Day 4 (5/31): Hike Abadin to Vilalba

On the fourth day of their trip and the second day of their hike, the group set out for Vilalba. The hike from Abadin to Vilalba is 21 km (13 miles).


About 4 miles into the hike, the group stopped at an albergue in OXistral for refreshments. The woman hosting made the group tea, coffee, tortilla Espanola (a favorite for hikers including fresh eggs, cheese and potatoes), croissants, and torta de Santiago (an almond cake).


Though Day 2 of their hike was another hot day, they did witness a spectacular sight: a brilliant all-white peacock.


While on the trail, a man drove up to them with an ad for an albergue in Vilalba. They decided to take him up on the offer and stayed there that night at the Albergue Turístico Castelos, pictured above. It had semi-private rooms, laundry facilities, and was located on the far end of the city which would give them a head start on their hike the next morning.

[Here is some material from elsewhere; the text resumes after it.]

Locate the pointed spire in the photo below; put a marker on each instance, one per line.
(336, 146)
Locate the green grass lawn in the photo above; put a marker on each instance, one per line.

Vilalba is bigger than Abadin and Mondonedo so the group spent the evening exploring the city and drinking wine at a cafe with other “pilgrims” before heading to bed early.


Day 5 (6/1): Hike Vilalba to Baamonde

The third hike day was shorter than the previous day, but not by much. They hiked about 15.6 km (9.9 miles) to the town of Baamonde.


Although this was the hottest day of the trip, the hiking was overall smooth and they ended up loving Baamonde. It had the best food and a beautiful park and swimming hole.


The group ate at KM101, a restaurant named because it’s located 101 km from Santiago, the final destination of the Camino.


That night they stayed at the Albergue de Peregrinos de Baamonde.


Day 6 (6/2): Hike Baamonde to Miraz

The fourth day of their journey took them 13 km (8 miles) from Baamonde to Miraz. Miraz is very small so they made a stop for dinner and breakfast supplies on their way in. They cooked at their hostel, the Albergue de San Martin, and enjoyed their time with the hosts. The hostel is run by the Confraternity of St. James, UK. Volunteers take two-week shifts to man the lodging and make breakfast for the hikers. While all of the lodging on the Camino was very cheap (between 6-10 euros per night), this place only asked for donations, whatever you could give.